Once completely applied and flattened with a roller, the excess foil can be brushed out, slowly revealing the final result beneath. I felt like I was digging a hidden treasure out of my washi postcards as you never know how exactly the colors will turn out and what your creations will look like in the end. As Hiroyuki promised, I brought back home not only original souvenirs, but also bits of the local culture, adding me to the ranks of the already numerous washi gilding enthusiasts!
Ikazaki Shachu Shop: Bring Back Home Charming Japanese Washi Paper Handmade by Ikazaki Artisans
My very brief moment as a gilding artisan was over, but I couldn’t leave Ikazaki Shachu without visiting their shop! Just across the mill and workshop room, Ikazaki Shachu’s shop was filled with any possible paper product I might have desired, crammed with a wide variety of colorful accessories and stationery such as letter sets, postcards, book covers, and card cases as well as interior goods such as lampshades, table mats, and coasters. It was the perfect place to stock up on local gorgeous handmade products!

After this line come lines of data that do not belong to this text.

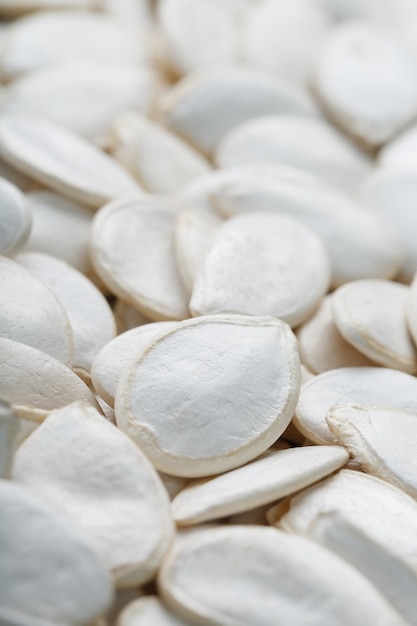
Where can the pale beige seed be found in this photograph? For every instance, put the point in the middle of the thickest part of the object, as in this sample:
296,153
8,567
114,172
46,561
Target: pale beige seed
46,38
371,315
384,12
372,386
303,142
60,228
211,394
374,249
379,562
63,161
322,347
400,153
31,313
49,572
380,440
35,383
268,36
393,195
138,232
411,309
149,610
9,431
127,317
160,160
350,510
205,105
106,487
258,483
195,231
204,574
15,218
83,97
114,357
365,80
91,319
189,28
263,264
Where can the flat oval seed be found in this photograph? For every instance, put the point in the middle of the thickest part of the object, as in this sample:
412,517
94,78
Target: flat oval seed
15,218
395,578
365,81
48,571
393,195
268,42
9,429
321,345
91,319
188,28
35,383
160,160
205,105
149,610
195,232
202,191
306,143
385,12
360,244
372,386
83,97
263,264
61,160
260,482
60,228
106,486
381,440
31,313
47,38
371,315
127,317
115,356
11,8
132,247
380,512
13,176
203,577
211,394
411,310
400,154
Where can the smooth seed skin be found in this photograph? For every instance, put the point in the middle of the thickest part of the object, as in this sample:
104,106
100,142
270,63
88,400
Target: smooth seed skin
247,371
371,315
149,610
306,143
254,559
107,488
205,105
91,319
115,356
45,324
263,264
322,347
63,161
139,232
372,386
15,217
380,440
60,228
35,383
258,483
9,430
49,572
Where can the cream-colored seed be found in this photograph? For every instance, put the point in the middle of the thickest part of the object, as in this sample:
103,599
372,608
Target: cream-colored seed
240,349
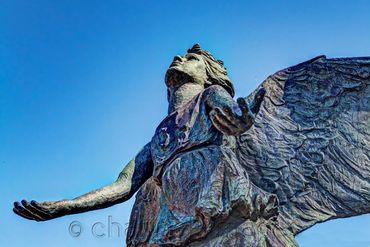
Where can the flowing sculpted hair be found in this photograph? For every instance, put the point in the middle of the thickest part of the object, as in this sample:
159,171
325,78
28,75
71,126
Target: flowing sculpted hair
216,72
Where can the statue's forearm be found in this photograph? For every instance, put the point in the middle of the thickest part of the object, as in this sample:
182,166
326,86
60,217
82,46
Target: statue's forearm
119,191
135,173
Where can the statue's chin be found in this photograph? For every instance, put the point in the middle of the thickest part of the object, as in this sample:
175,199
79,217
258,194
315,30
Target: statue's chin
175,77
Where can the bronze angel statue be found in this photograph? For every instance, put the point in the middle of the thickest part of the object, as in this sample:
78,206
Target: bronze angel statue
251,172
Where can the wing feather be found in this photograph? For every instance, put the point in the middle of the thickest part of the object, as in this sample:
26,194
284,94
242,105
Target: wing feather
310,144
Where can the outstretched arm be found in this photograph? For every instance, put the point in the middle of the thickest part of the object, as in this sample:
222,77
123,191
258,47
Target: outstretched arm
135,173
230,117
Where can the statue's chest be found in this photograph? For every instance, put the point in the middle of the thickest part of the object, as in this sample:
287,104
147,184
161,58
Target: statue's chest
180,131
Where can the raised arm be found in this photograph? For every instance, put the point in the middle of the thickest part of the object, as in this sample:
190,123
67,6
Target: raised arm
135,173
228,116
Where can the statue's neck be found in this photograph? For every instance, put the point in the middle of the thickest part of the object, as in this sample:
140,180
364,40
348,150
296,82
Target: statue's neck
183,95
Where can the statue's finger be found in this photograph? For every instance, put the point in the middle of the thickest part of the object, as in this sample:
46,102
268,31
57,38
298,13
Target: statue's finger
17,212
38,211
220,123
243,106
27,212
233,120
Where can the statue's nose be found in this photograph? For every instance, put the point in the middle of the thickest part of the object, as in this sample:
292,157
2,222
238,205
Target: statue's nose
177,58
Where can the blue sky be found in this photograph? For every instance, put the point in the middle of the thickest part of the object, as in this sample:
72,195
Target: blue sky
81,90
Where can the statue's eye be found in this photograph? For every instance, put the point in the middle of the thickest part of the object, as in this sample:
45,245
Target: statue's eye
192,58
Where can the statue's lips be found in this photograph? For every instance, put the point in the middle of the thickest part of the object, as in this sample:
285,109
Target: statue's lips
174,64
175,74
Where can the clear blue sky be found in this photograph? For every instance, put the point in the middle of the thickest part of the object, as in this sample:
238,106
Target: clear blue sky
81,90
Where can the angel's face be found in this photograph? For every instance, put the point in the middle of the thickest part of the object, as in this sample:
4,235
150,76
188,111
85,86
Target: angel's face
190,68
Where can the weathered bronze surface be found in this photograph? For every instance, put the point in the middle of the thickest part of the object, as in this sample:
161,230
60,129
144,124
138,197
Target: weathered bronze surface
255,172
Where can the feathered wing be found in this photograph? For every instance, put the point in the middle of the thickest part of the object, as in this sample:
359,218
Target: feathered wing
310,144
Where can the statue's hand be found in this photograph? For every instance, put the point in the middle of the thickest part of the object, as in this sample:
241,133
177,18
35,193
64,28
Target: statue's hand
258,98
39,211
236,121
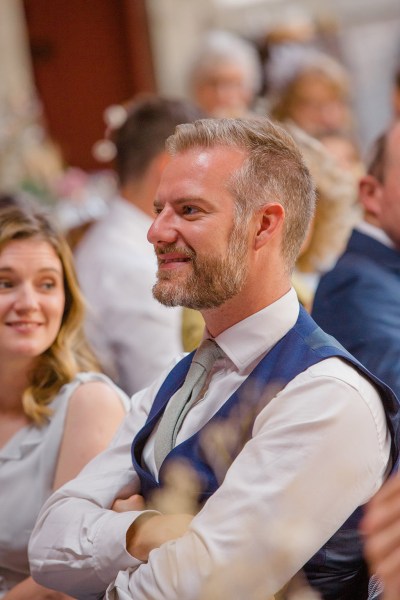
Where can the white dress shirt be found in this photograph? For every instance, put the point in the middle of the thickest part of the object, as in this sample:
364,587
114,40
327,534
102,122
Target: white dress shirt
318,450
134,336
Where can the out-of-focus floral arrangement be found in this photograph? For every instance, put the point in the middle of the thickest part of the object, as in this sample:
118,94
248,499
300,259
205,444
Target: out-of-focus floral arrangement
32,163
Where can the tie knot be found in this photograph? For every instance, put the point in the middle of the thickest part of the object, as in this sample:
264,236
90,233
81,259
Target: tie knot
207,353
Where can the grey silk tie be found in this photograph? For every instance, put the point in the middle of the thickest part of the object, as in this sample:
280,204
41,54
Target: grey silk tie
180,403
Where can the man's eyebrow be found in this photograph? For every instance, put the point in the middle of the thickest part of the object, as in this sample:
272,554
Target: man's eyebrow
183,200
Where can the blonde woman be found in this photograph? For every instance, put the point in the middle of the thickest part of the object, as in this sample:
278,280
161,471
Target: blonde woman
56,411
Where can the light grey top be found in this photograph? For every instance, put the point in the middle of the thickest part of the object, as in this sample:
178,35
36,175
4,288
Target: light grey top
134,336
27,468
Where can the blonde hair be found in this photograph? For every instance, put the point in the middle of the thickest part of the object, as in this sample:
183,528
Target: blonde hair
337,208
273,171
69,353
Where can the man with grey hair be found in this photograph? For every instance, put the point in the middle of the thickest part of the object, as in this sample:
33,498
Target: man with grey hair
225,75
271,418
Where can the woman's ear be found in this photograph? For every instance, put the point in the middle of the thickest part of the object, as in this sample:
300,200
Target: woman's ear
270,220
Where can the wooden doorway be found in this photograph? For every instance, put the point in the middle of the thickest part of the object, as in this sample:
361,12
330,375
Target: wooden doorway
86,56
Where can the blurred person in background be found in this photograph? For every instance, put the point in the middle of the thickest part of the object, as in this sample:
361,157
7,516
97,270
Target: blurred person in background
132,334
225,75
57,411
344,148
310,88
396,93
336,212
381,528
282,420
358,301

Get Creative While Being Immersed in the Fabulous World of Washi Gilding
Combining thousand-year-old paper traditions and international gilding crafts, gilded washi is something that can only be found in Ikazaki. Be part of the incredible regional revitalization of the area and meet the locals who made it possible while enriching your time in Japan with this hands-on experience!